The appliance requires the following ingress ports:

^ Type ^ Protocol ^ Port ^ Source ^ Description ^
| SSH   | TCP     | 22         | My IP | SSH for initial configuration | 
| HTTPS | TCP     | 443         | Anywhere  | Web and API services | 
| HTTP | TCP     | 80           | Anywhere  | For Let's Encrypt | 


### SSH into Appliance

Log into the appliance through SSH as webstream. The default password is QuickChangeM3. 

    ssh webstream@<ipaddress>

This is a good time to change the webstream password

    passwd

Check that you can become root. The default password is MakeM4Secure. 

    su -

And again this is a good time to change the root password

    passwd

SSH access will be required to complete configuration.





## Setup Certificate

As the WebStream server delivers contents through your web browser a trusted SSL certificate for the public endpoint is required. To add this to the appliance, as root, go to the webstream directory:

    cd /root/webstream/

If you are going to bring your own certificates:

    cd config/certs
    
Replace privkey.key and fullchain.pem with your certificates 

    cd ~/webstream
    docker-compose restart
    
Confirm that when you hit the DNS record that valid certificates are there.

If you are going to use LetsEncrypt/Certbot for certificates:

    ./generateCertbot.sh webstream.sme.io james@example.com

(replace domain + your email address as appropriate)

## Generate an API Key

An API Key allows Access Anywhere instances to authenticate with the WebStream server. 

As root, go to

    cd /root/webstream/

Then run:

    ./generateApiKey.sh

Copy the API key that is generated and save it temporarily locally.

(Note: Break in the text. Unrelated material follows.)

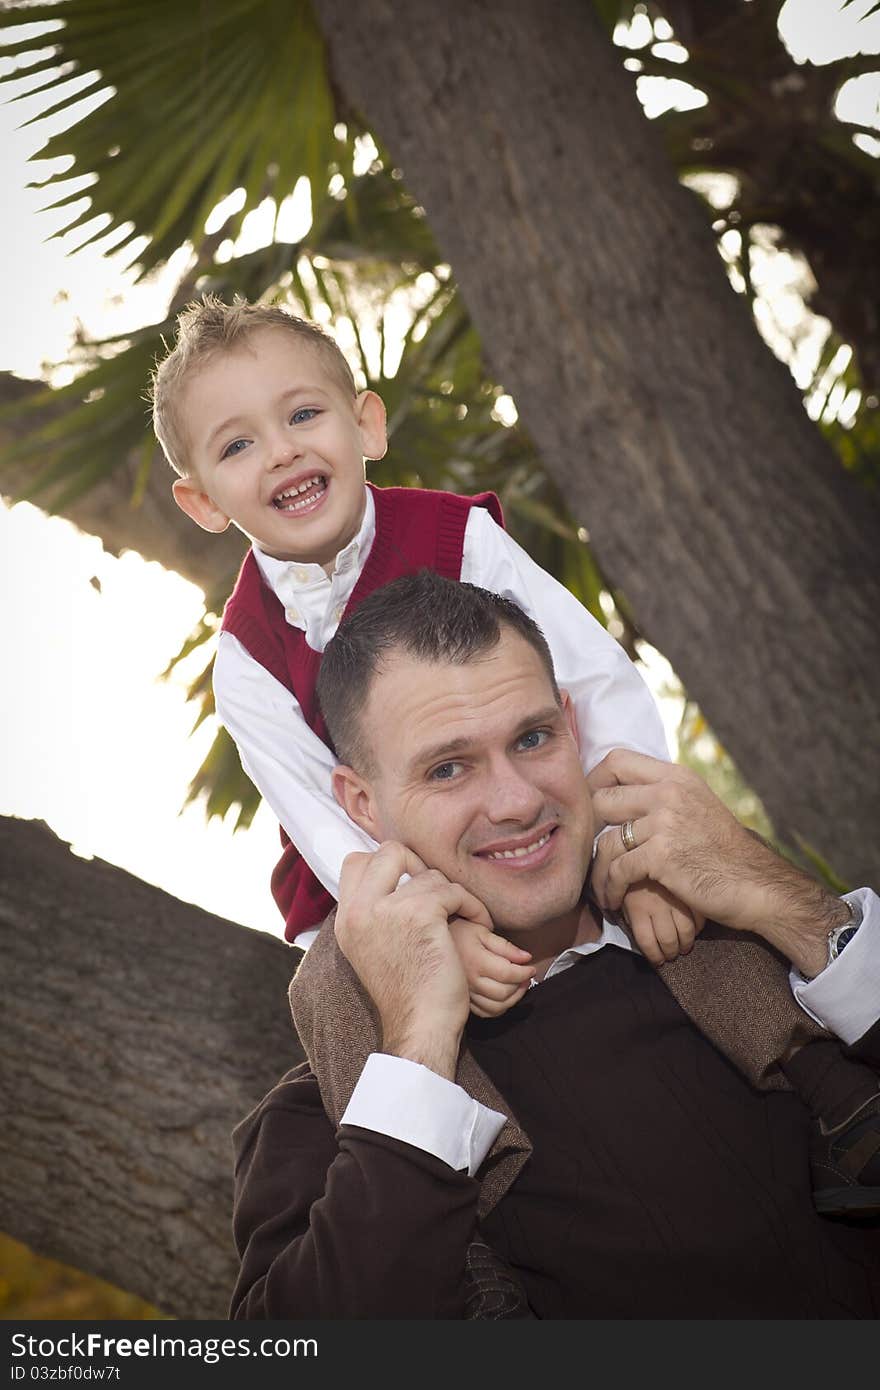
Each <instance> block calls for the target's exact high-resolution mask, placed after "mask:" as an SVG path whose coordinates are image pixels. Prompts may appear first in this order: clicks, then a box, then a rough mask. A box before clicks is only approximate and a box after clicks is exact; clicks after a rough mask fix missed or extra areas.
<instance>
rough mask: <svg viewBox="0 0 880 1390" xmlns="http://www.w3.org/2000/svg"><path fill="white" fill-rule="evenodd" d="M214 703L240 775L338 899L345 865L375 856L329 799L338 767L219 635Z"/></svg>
mask: <svg viewBox="0 0 880 1390" xmlns="http://www.w3.org/2000/svg"><path fill="white" fill-rule="evenodd" d="M214 701H215V703H217V716H218V719H220V720H221V721H222V724H224V726H225V727H227V730H228V731H229V734H231V737H232V738H234V741H235V745H236V748H238V753H239V758H241V760H242V767H243V769H245V771H246V773H247V776H249V777H250V780H252V783H253V784H254V787H256V788H257V790H259V792H260V795H261V796H264V799H266V802H267V803H268V805H270V806H271V809H272V810H274V813H275V816H277V817H278V820H279V823H281V824H282V826H284V828H285V830H286V833H288V835H289V837H291V840H292V841H293V844H295V845H296V848H298V849H299V852H300V853H302V856H303V859H304V860H306V863H307V865H309V867H310V869H311V872H313V873H314V876H316V878H318V880H320V881H321V883H323V884H324V887H325V888H327V891H328V892H329V894H331V895H332V897H334V898H338V897H339V874H341V870H342V860H343V859H345V856H346V855H348V853H352V852H355V851H368V849H375V841H373V840H371V838H370V835H367V834H366V833H364V831H363V830H360V828H359V827H357V826H356V824H355V821H353V820H349V817H348V816H346V813H345V812H343V810H342V808H341V806H339V803H338V802H336V799H335V796H334V794H332V790H331V776H332V770H334V767H335V766H336V759H335V758H334V755H332V753H331V751H329V748H327V745H325V744H324V742H323V741H321V739H320V738H318V735H317V734H316V733H313V730H311V728H309V724H307V723H306V720H304V717H303V713H302V709H300V706H299V703H298V701H296V699H295V696H293V695H292V694H291V691H288V689H285V687H284V685H282V684H281V682H279V681H277V680H275V677H274V676H271V674H270V673H268V671H267V670H266V669H264V667H263V666H260V663H259V662H254V659H253V657H252V656H250V655H249V653H247V652H246V651H245V648H243V646H242V644H241V642H239V641H238V638H235V637H232V634H231V632H221V634H220V645H218V651H217V659H215V662H214Z"/></svg>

## Configure Access Anywhere

### Site Functionality

Go to ApplAdmin. > Site functionality

Set WebStream Server URL to your domain with a path of "/api". For example:

    https://webstream.sme.io/api

Set WebStream Server Auth Key to the key generated from the previous step. 
For example:

    MfxYkZruPHQdY3OBjQ0j0Rrv

### User Package

As the ApplAdmin navigate from the Main Menu to User Packages and edit the package you are using.

Under "Extra options" enable "WebStream" and select "Save".